ADDITIONAL INFORMATION
     RBC has filed a registration statement on Form F-4 in connection with the merger transaction, and Ferris, Baker Watts, Incorporated (“FBW”) intends to mail a Proxy Statement/Prospectus to FBW’s securityholders in connection with the transaction. You are urged to read the Proxy Statement/Prospectus because it contains important information about the companies, the transaction, the persons soliciting proxies relating to the transaction and related matters. When available, securityholders may obtain a free copy of the Form F-4 and the Proxy Statement/Prospectus at the SEC’s website at www.sec.gov or from RBC or FBW.
Safe Harbor Regarding Forward-Looking Statements
     Certain statements contained in this memorandum, or in the preliminary F-4 as filed, may be deemed to be forward-looking statements under certain securities laws, including the “safe harbor” provisions of the United States Private Securities Litigation Reform Act of 1995 and in any applicable Canadian securities legislation, and Royal Bank of Canada and Ferris, Baker Watts, Incorporated intend that such forward-looking statements be subject to the safe-harbor created thereby.
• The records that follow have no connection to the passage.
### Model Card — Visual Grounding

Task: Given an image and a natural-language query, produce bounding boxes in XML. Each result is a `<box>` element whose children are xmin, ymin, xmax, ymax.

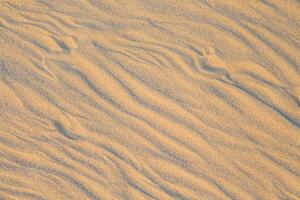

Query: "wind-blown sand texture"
<box><xmin>0</xmin><ymin>0</ymin><xmax>300</xmax><ymax>200</ymax></box>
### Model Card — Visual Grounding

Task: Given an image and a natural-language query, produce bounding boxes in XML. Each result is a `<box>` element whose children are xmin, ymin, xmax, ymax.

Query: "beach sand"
<box><xmin>0</xmin><ymin>0</ymin><xmax>300</xmax><ymax>200</ymax></box>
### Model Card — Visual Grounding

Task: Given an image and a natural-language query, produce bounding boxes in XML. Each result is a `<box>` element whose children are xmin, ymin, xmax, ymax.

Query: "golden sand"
<box><xmin>0</xmin><ymin>0</ymin><xmax>300</xmax><ymax>200</ymax></box>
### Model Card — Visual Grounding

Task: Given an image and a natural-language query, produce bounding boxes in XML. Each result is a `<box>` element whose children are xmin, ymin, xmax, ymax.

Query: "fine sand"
<box><xmin>0</xmin><ymin>0</ymin><xmax>300</xmax><ymax>200</ymax></box>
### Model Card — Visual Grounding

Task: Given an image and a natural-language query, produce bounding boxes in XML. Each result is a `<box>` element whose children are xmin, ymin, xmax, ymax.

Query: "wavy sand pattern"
<box><xmin>0</xmin><ymin>0</ymin><xmax>300</xmax><ymax>200</ymax></box>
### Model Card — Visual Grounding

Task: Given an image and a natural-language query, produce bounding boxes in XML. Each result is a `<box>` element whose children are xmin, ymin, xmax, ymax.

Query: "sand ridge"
<box><xmin>0</xmin><ymin>0</ymin><xmax>300</xmax><ymax>200</ymax></box>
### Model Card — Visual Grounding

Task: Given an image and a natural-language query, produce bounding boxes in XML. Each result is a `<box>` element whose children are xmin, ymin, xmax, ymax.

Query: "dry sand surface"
<box><xmin>0</xmin><ymin>0</ymin><xmax>300</xmax><ymax>200</ymax></box>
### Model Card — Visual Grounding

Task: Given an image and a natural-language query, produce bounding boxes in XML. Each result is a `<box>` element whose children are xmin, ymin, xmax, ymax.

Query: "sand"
<box><xmin>0</xmin><ymin>0</ymin><xmax>300</xmax><ymax>200</ymax></box>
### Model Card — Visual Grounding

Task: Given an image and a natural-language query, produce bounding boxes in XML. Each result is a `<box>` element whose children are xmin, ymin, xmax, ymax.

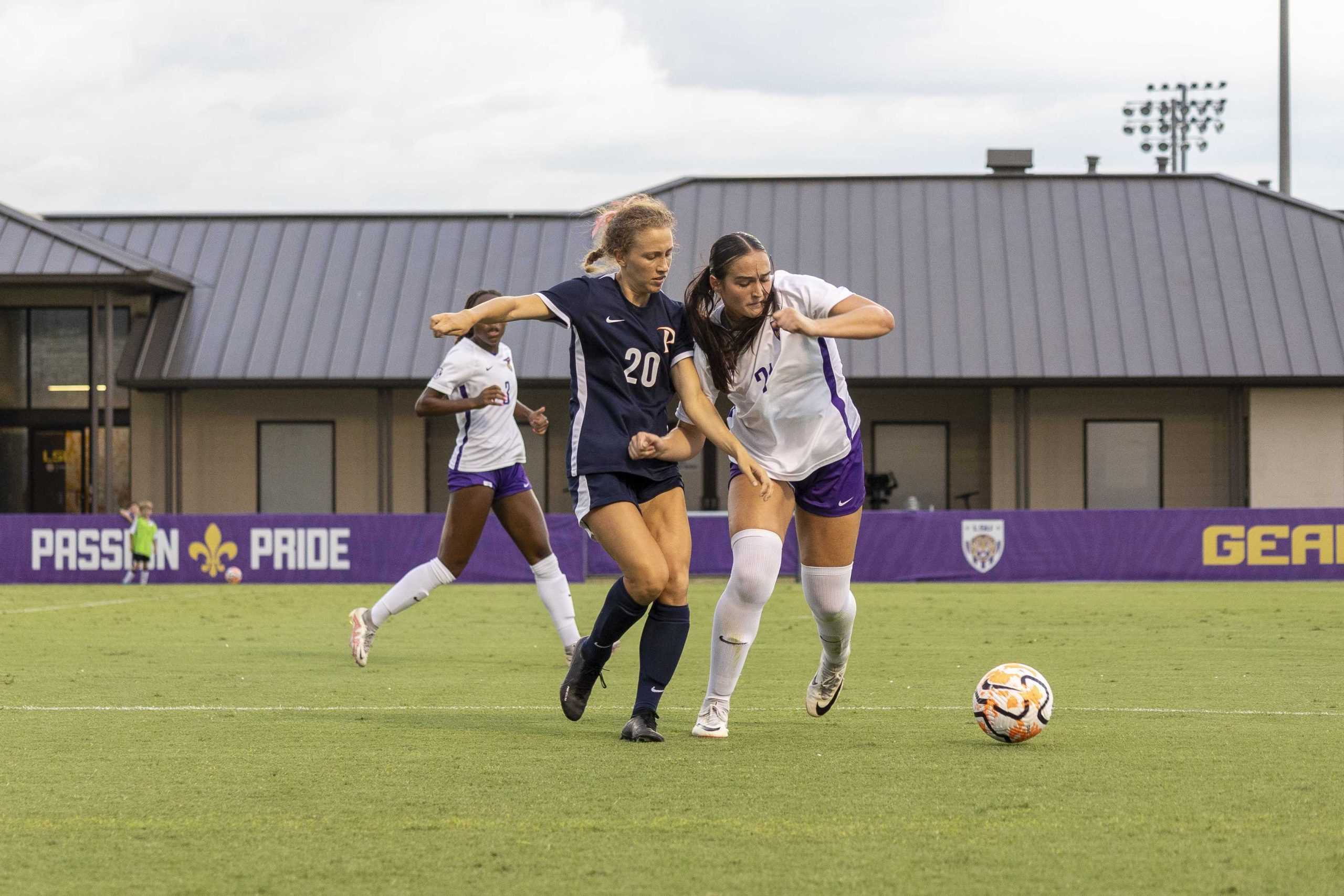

These forward-looking statements include but are not limited to statements with respect to the acquisition of FBW by RBC. Forward-looking statements are typically identified by words such as “believe,” “expect,” “forecast,” “anticipate,” “intend,” “estimate,” “plan” and “project” and similar expressions of future or conditional verbs such as “will,” “may,” “should,” “could” or “would.”
     By their very nature, forward-looking statements require RBC and FBW to make assumptions and are subject to inherent risks and uncertainties, which give rise to the possibility that our predictions, forecasts, projections, expectations and other forward-looking information, including statements about the acquisition of FBW by RBC, will not be achieved. RBC and FBW caution readers not to place undue reliance on these statements as a number of important factors could cause our actual results to differ materially from the beliefs, plans, objectives, expectations, anticipations, estimates and intentions expressed in such forward-looking statements. These factors include but are not limited to the difficulties encountered in preparing, filing and amending as needed the applicable registration statement filed with and to be processed by the SEC and in disseminating to shareholders the related proxy statement/prospectus; the possibility that the proposed transaction does not close when expected or at all because required regulatory, shareholder or other approvals are not received or other conditions to the closing are not satisfied on a timely basis or at all; that RBC and FBW may be required to modify the terms and conditions of the proposed transaction to achieve regulatory approval; or that the anticipated benefits of the transaction are not realized. We caution that the

 


 

foregoing list of important factors is not exhaustive. Additional information about these and other factors can be found in the Form F-4 relating to the transaction, when effective.
     Except as required by law, RBC, its subsidiaries and FBW assume no obligation to update the forward-looking statements contained in this memorandum.